目を閉じると、巧の投球フォームがスローモーションで脳裏に浮かんだ。
「綺麗なのよね……」
呟いたジニーの耳にドアの開く音が飛び込んだ、慌てて窓の外を見ると巧がランニングに出かける所だった。電光石火でジャージに着替えたジニーは、勢いよく居間に駆け下りた。
「どうしたの、そんな格好で?」
ソファでテレビを見ていたサラは、不思議そうな顔をした。
「散歩っ! 行って来るねっ!」
叫ぶ様に言ったジニーは、表に飛び出した。そして百メートルぐらい先を走る巧に全然追い付けないジニーは、悲鳴に近い声を上げた。
「何よぉあいつっ! もう少しゆっくり走ってよぉ!」
海岸通りから海浜公園に入った巧に、ジニーは追うのを諦めた。そして公園の入口に座り込んでしまった。
「マイナーでも……やっぱプロよね……」
流れ出る汗と、激しい動悸でジニーはその場にあお向けになった。夜空の星が綺麗で見ているうちに、ジニーの呼吸も整いかけた。
「何してるの?」
星の隙間から、急に巧が覗き込んだ。
「えっ、その、あの……自主トレ」
あまりの驚きに、ジニーの胸は爆発しそうだった。
「大丈夫かい?」
差し出した巧の手はとても暖かかった。起こされるとタオルを掛けられ、巧は走って行った。唖然と見送るジニーに、すぐに戻って来た巧はスポーツドリンクを手渡した。
「ありがと……」
ジニーは、この辺りが暗くてよかったってまた思った。
「ダメだよ、いきなり無理しちゃ」
「うん……」
すぐ隣に座る巧の体温は、ジニーの胸を激しく圧迫した。そして冷たいスポーツドリンクは、ジニーの体と心をなんとかクールダウンしてくれた。
「あの……」
ジニーは何と呼べばいいのか分らなかった。
「巧でいいよ」
巧の笑顔はとても眩しかった。
「あの……巧……質問があるの」
ジニーは更に真っ赤になりながら小声で呟いた、少し声が震えている。
「何?」
「今日の投球……サードとセカンドのゴロ、わざと打たせたの?」
「ああ、トムと事前に打ち合わせしてた。上手く行くとは、あんまり思ってなかったけどね」
巧は笑顔で言った。
「凄いよ、あんなの見た事なかった、それにホップするストレートなんて初めて」
ジニーは興奮した。緊張なんて海の彼方に消え、投球を思い出し鳥肌が立った。
「ははっ、ありがと」
巧は笑っていた。その飾らない態度と笑顔は、リンジーの胸にど真ん中のストレートを投げ込んだ。そして話したい事は山ほどあるのに、次の言葉が中々出ないリンジーだった。
「鼻の頭」
ふいに巧はリンジーの鼻を指差した。
「えっ?……」
「汗」
笑いながら巧は、ジニーの肩に掛かるタオルで拭いた。子供みたいに鼻の頭に汗をかいている事に、まして拭いてもらった事にジニーは耳たぶまで赤くなった。

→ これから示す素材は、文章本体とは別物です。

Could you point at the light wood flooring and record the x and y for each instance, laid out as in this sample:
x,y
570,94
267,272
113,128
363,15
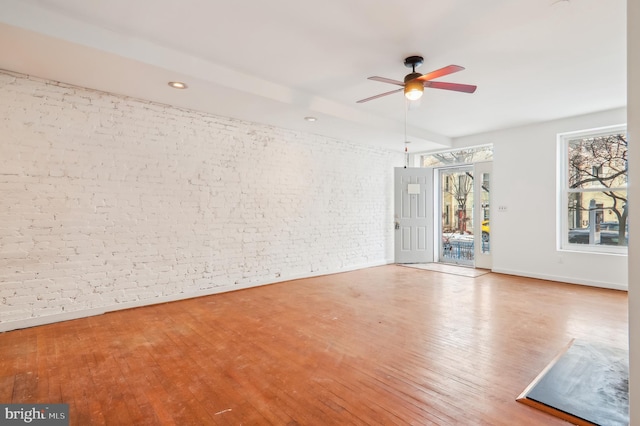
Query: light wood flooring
x,y
381,346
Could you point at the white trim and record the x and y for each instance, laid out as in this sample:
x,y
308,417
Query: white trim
x,y
561,279
84,313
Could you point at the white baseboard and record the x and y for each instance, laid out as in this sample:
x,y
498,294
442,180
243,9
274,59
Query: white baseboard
x,y
67,316
568,280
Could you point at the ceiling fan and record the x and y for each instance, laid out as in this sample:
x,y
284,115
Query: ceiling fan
x,y
414,82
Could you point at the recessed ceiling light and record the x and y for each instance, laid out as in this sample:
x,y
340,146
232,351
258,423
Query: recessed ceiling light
x,y
178,85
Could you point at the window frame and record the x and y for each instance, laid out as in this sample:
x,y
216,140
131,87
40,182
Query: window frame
x,y
563,191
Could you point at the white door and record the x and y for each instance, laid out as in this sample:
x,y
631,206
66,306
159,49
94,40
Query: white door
x,y
481,214
413,215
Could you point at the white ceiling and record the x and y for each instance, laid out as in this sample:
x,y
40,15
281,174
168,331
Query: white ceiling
x,y
277,61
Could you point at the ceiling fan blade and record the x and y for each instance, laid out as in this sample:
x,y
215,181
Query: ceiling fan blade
x,y
466,88
439,73
387,80
379,96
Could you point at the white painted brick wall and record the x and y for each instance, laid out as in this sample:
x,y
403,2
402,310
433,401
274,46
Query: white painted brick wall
x,y
110,202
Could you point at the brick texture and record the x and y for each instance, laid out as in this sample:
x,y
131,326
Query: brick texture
x,y
111,202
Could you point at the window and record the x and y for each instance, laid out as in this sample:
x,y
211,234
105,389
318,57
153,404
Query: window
x,y
593,190
461,156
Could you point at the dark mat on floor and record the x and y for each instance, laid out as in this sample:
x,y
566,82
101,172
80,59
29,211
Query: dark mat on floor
x,y
587,383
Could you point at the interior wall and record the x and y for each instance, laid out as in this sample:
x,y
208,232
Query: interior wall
x,y
523,237
633,105
111,202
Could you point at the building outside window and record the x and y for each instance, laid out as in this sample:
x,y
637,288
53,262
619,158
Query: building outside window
x,y
593,190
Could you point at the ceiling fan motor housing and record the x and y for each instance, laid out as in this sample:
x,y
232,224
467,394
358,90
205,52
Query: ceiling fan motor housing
x,y
413,62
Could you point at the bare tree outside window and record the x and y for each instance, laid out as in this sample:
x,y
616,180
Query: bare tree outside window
x,y
597,170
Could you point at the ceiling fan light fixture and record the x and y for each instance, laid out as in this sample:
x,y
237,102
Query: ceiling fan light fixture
x,y
413,88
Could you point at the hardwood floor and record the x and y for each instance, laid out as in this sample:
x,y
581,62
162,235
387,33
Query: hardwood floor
x,y
386,345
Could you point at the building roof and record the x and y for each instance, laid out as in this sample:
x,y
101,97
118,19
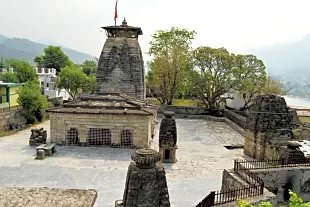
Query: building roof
x,y
8,85
107,104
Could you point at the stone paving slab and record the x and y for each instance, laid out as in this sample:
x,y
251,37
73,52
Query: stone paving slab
x,y
201,159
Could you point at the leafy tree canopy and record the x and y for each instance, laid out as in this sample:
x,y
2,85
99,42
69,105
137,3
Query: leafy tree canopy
x,y
171,56
220,71
9,77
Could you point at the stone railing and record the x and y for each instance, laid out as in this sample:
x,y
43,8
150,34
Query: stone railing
x,y
188,110
236,118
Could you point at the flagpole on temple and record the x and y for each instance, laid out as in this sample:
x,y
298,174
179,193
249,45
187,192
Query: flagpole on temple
x,y
115,15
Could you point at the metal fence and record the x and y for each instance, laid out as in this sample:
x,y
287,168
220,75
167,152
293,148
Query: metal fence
x,y
221,197
293,161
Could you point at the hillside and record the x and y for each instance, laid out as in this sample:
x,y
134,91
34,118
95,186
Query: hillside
x,y
284,58
289,63
19,48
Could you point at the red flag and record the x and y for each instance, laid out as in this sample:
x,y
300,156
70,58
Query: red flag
x,y
115,15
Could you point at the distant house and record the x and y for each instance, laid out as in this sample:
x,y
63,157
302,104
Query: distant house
x,y
48,78
9,96
236,101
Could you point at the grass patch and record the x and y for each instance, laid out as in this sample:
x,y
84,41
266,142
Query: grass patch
x,y
27,126
304,119
177,102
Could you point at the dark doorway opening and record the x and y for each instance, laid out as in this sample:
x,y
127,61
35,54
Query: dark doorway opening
x,y
127,138
99,137
287,189
72,137
167,154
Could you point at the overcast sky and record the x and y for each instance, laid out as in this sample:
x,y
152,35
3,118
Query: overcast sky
x,y
238,25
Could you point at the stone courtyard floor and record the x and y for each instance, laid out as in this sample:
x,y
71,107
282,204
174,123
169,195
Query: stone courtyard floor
x,y
201,159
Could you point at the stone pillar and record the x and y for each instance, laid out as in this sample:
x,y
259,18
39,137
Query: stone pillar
x,y
146,184
168,138
269,126
291,154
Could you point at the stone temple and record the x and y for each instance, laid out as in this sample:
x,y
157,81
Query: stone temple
x,y
116,115
121,67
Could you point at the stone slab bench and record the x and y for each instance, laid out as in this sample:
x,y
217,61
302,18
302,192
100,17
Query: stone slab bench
x,y
49,150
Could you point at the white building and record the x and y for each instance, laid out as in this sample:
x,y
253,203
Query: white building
x,y
47,78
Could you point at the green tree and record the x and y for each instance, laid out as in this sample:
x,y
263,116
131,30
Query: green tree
x,y
256,79
11,63
73,79
274,86
39,60
170,51
33,101
53,57
220,71
9,77
89,67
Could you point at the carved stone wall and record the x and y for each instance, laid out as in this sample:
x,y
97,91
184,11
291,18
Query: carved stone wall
x,y
121,68
140,126
269,126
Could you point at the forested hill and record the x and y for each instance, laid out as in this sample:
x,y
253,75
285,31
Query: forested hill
x,y
19,48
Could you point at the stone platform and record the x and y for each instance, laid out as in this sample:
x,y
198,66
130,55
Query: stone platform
x,y
45,197
201,160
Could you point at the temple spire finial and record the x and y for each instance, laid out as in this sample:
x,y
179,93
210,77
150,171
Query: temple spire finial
x,y
124,23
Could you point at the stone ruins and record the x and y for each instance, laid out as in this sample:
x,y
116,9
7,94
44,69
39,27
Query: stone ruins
x,y
146,184
116,115
269,126
168,138
121,66
37,137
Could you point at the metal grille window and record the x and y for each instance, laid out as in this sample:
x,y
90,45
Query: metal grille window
x,y
72,137
127,138
99,137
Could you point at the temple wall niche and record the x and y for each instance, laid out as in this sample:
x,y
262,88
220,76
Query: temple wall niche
x,y
61,123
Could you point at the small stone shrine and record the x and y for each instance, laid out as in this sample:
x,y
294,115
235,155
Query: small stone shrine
x,y
38,137
116,115
146,184
168,138
291,154
269,126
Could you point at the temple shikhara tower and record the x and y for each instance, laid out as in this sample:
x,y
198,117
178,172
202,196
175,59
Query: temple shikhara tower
x,y
116,115
121,67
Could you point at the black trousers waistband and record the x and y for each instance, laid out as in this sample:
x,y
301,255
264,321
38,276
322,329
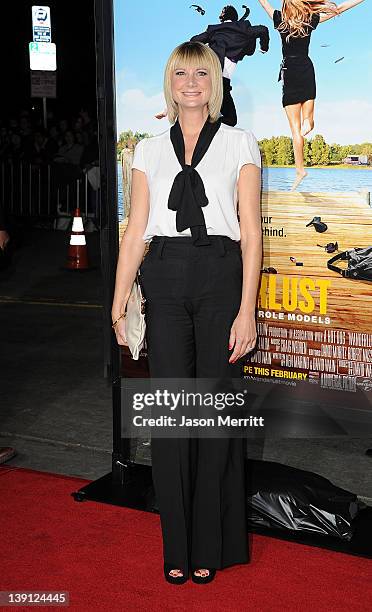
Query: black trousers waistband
x,y
218,242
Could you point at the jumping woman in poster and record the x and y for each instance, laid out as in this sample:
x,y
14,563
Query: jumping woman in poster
x,y
200,279
295,24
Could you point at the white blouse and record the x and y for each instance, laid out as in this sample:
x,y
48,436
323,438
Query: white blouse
x,y
219,169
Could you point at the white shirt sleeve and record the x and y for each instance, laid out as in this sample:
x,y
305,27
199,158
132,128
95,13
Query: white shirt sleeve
x,y
249,150
139,157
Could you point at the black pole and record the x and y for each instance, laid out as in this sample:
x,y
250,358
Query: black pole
x,y
129,484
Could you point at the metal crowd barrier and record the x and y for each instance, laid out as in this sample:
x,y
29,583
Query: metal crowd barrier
x,y
29,190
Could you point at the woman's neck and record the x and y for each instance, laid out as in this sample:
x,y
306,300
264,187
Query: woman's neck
x,y
192,120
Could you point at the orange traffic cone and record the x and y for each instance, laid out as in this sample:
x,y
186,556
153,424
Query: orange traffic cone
x,y
77,256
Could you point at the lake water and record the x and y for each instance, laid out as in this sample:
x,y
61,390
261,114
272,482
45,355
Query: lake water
x,y
281,179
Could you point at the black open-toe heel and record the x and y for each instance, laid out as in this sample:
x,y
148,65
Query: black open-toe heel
x,y
174,579
203,579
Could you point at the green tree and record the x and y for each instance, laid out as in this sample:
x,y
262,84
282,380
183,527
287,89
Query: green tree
x,y
284,155
318,146
268,150
307,152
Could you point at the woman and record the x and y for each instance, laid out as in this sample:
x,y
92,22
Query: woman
x,y
295,23
200,279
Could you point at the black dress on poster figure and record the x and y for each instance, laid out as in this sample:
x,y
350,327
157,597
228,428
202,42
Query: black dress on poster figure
x,y
296,70
232,39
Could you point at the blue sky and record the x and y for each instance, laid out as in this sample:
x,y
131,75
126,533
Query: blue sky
x,y
146,33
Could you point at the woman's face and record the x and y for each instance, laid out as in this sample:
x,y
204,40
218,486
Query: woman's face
x,y
191,86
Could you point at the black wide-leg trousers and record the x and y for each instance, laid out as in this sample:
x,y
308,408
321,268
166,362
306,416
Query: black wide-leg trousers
x,y
193,295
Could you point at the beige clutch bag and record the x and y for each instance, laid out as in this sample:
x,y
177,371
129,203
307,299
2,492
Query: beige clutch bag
x,y
135,325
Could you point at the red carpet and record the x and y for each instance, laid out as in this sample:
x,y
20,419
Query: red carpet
x,y
110,559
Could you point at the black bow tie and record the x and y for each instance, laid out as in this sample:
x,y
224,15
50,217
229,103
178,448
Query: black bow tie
x,y
187,195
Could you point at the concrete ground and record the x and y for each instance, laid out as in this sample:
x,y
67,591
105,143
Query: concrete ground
x,y
55,401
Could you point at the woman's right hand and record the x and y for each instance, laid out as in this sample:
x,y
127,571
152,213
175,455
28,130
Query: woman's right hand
x,y
120,332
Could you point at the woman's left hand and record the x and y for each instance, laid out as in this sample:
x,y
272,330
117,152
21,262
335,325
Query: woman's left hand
x,y
243,335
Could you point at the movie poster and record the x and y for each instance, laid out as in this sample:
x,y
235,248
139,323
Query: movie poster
x,y
314,306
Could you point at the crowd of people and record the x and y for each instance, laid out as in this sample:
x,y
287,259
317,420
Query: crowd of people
x,y
71,141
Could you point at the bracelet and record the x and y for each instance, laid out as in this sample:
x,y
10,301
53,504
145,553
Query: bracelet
x,y
118,319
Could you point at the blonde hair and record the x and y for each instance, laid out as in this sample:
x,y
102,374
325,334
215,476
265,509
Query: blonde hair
x,y
194,54
297,15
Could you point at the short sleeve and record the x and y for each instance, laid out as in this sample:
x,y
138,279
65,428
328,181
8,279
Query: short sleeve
x,y
277,18
315,18
249,150
139,156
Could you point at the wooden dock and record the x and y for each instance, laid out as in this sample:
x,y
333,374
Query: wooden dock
x,y
349,220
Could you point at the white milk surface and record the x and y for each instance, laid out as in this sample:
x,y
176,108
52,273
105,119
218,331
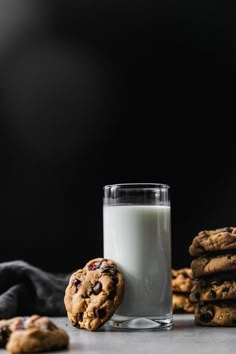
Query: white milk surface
x,y
138,238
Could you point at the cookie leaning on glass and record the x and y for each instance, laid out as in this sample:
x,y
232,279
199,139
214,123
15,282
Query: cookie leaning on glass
x,y
94,293
214,270
181,287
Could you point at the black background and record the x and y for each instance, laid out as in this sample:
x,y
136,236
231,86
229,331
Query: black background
x,y
111,92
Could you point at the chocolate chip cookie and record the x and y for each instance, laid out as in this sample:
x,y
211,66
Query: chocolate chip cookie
x,y
219,287
182,280
216,313
181,304
31,335
94,293
213,240
206,265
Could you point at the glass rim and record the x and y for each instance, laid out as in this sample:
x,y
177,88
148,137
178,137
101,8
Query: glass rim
x,y
130,186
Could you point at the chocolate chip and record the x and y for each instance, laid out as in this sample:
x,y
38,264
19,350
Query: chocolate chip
x,y
225,289
185,275
114,280
80,316
100,313
4,334
95,265
224,229
213,294
97,288
216,282
112,294
76,282
207,315
109,269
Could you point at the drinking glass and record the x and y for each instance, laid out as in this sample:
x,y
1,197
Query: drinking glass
x,y
137,236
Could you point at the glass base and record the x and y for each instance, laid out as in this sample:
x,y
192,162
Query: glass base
x,y
140,323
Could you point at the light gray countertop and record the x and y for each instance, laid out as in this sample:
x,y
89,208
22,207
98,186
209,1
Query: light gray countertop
x,y
185,337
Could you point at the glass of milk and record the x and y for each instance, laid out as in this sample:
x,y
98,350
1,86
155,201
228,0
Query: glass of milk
x,y
137,236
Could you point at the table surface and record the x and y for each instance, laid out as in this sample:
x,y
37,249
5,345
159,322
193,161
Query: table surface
x,y
185,337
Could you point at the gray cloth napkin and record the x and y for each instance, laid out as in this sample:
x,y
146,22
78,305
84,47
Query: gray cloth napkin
x,y
27,290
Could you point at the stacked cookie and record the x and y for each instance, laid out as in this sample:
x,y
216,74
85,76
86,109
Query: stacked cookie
x,y
181,287
214,273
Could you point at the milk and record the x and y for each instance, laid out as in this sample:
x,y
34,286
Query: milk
x,y
138,238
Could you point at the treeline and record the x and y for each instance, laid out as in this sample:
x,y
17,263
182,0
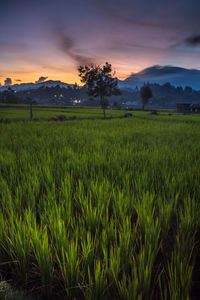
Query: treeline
x,y
165,95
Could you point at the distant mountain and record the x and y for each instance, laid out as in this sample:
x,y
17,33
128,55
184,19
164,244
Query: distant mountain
x,y
161,74
29,86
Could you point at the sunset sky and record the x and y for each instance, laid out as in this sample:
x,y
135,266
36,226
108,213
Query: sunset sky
x,y
46,38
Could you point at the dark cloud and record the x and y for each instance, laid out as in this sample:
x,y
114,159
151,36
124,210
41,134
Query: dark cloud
x,y
193,41
8,81
41,79
67,45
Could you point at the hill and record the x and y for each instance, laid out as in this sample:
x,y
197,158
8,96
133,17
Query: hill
x,y
161,74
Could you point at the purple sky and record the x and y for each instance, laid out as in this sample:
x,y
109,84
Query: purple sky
x,y
51,38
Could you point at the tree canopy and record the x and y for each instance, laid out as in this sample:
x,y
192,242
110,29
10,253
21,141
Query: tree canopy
x,y
100,82
146,94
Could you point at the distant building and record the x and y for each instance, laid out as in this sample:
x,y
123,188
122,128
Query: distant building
x,y
187,107
183,107
195,108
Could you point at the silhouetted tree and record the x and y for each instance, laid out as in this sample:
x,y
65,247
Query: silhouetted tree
x,y
146,94
100,82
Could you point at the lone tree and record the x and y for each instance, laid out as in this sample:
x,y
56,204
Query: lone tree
x,y
146,94
100,82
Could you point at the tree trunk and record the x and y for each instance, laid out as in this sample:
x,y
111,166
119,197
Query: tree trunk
x,y
31,112
104,113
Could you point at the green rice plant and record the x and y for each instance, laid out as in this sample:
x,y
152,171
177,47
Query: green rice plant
x,y
17,242
68,263
97,282
44,261
128,286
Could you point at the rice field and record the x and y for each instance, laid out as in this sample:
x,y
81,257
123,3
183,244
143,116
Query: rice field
x,y
101,209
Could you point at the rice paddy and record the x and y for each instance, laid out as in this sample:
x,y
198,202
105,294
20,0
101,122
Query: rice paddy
x,y
101,209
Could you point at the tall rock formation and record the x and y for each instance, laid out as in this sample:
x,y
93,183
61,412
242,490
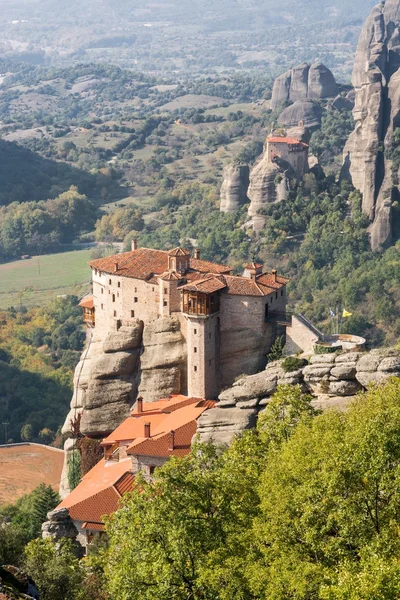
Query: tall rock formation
x,y
332,379
304,82
367,155
234,187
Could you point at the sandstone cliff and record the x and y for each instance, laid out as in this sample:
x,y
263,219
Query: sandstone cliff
x,y
234,187
377,107
269,182
302,83
332,379
113,371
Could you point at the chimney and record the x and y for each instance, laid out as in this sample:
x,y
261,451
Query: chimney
x,y
139,405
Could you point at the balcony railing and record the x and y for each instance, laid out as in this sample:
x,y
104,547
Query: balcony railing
x,y
279,318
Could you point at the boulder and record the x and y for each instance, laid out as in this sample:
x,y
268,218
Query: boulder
x,y
304,82
376,81
281,90
234,187
321,82
126,338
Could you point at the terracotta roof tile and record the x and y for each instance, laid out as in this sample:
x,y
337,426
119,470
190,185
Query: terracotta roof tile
x,y
87,302
286,140
178,252
209,285
93,526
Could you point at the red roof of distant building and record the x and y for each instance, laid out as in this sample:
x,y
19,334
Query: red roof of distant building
x,y
286,140
99,491
87,302
145,263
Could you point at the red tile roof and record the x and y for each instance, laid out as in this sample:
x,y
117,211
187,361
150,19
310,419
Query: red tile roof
x,y
99,491
87,302
286,140
178,252
209,285
144,263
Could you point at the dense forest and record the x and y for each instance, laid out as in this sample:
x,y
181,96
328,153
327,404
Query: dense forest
x,y
39,349
305,506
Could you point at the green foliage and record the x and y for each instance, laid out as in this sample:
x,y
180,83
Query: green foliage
x,y
40,227
26,516
119,224
292,363
55,570
276,351
74,469
35,379
308,507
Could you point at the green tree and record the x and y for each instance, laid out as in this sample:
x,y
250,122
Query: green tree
x,y
55,569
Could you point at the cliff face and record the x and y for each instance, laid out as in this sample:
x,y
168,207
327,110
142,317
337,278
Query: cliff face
x,y
268,183
112,372
234,187
302,83
377,114
332,379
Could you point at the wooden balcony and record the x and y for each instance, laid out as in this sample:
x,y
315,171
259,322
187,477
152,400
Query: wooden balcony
x,y
200,305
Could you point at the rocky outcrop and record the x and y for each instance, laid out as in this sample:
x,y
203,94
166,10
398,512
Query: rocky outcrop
x,y
269,182
234,187
304,82
113,370
16,584
163,362
332,379
376,81
302,111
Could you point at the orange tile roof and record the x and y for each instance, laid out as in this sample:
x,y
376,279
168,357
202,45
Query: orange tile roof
x,y
145,263
178,252
93,526
87,302
97,494
209,285
99,491
286,140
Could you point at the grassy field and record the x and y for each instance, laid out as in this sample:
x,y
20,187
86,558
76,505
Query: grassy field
x,y
23,468
32,282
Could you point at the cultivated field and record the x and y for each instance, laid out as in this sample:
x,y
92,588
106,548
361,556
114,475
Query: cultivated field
x,y
23,468
32,282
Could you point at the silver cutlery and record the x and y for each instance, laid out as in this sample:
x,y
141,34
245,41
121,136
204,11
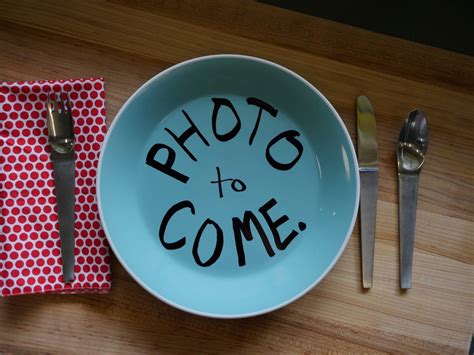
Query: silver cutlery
x,y
411,152
368,170
61,138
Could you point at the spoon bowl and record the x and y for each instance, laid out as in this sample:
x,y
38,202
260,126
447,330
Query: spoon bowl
x,y
413,143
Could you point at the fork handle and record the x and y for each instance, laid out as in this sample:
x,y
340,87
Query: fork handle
x,y
407,201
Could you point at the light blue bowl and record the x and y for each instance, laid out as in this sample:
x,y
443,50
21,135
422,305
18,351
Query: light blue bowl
x,y
300,164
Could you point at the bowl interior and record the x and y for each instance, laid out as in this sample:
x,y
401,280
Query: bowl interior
x,y
228,186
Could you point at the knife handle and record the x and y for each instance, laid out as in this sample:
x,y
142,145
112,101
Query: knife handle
x,y
368,213
64,170
407,200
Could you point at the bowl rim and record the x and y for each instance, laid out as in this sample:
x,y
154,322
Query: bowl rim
x,y
99,174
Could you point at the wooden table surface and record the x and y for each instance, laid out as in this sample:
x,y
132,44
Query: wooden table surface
x,y
127,42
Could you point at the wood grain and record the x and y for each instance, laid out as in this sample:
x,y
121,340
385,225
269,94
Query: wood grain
x,y
127,42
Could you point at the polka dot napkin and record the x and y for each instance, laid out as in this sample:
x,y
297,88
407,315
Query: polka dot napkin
x,y
30,248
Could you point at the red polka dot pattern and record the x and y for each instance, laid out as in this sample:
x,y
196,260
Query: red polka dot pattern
x,y
30,254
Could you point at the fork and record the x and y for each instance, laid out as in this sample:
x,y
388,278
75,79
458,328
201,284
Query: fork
x,y
61,138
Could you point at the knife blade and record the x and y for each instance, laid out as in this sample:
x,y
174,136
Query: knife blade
x,y
368,171
60,125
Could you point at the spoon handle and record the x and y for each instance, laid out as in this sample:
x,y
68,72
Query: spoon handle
x,y
407,199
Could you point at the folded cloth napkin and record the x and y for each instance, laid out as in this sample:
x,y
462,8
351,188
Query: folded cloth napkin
x,y
30,248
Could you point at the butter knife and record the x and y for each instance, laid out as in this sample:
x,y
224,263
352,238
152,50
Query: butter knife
x,y
368,170
61,138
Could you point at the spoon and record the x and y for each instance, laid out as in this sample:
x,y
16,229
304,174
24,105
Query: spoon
x,y
411,152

そして立ち上がった巧は、そんなジニーを優しく見下ろした。
「帰ろうか」
「うん……あっ……グラブのドロース、貸して欲しいの」
リンジーは、ぼそっと言った。
「ああ、いいよ」
巧は優しい笑顔でジニーを見つめた。
「それとね、あのファールボール、狙って当てたの?」
「そうだよ。ジニーに当たるかもしれないって思って、必死だったんだ」
「えっ?」
笑顔の巧の言葉が胸に刺さる、血液が逆流して息が出来ない。しかし、それは長続きしなかった。
「うそ、まぐれだよ」
笑いながらの巧の言葉で我に返ったジニーは、大きな溜息で体とココロを安定させた。
巧と並んで歩く道は、ジニーが経験したことの無い不思議な感覚だった。二人とも言葉は少なかったが、ジニーは家が遠ければいいのにと……心で思っていた。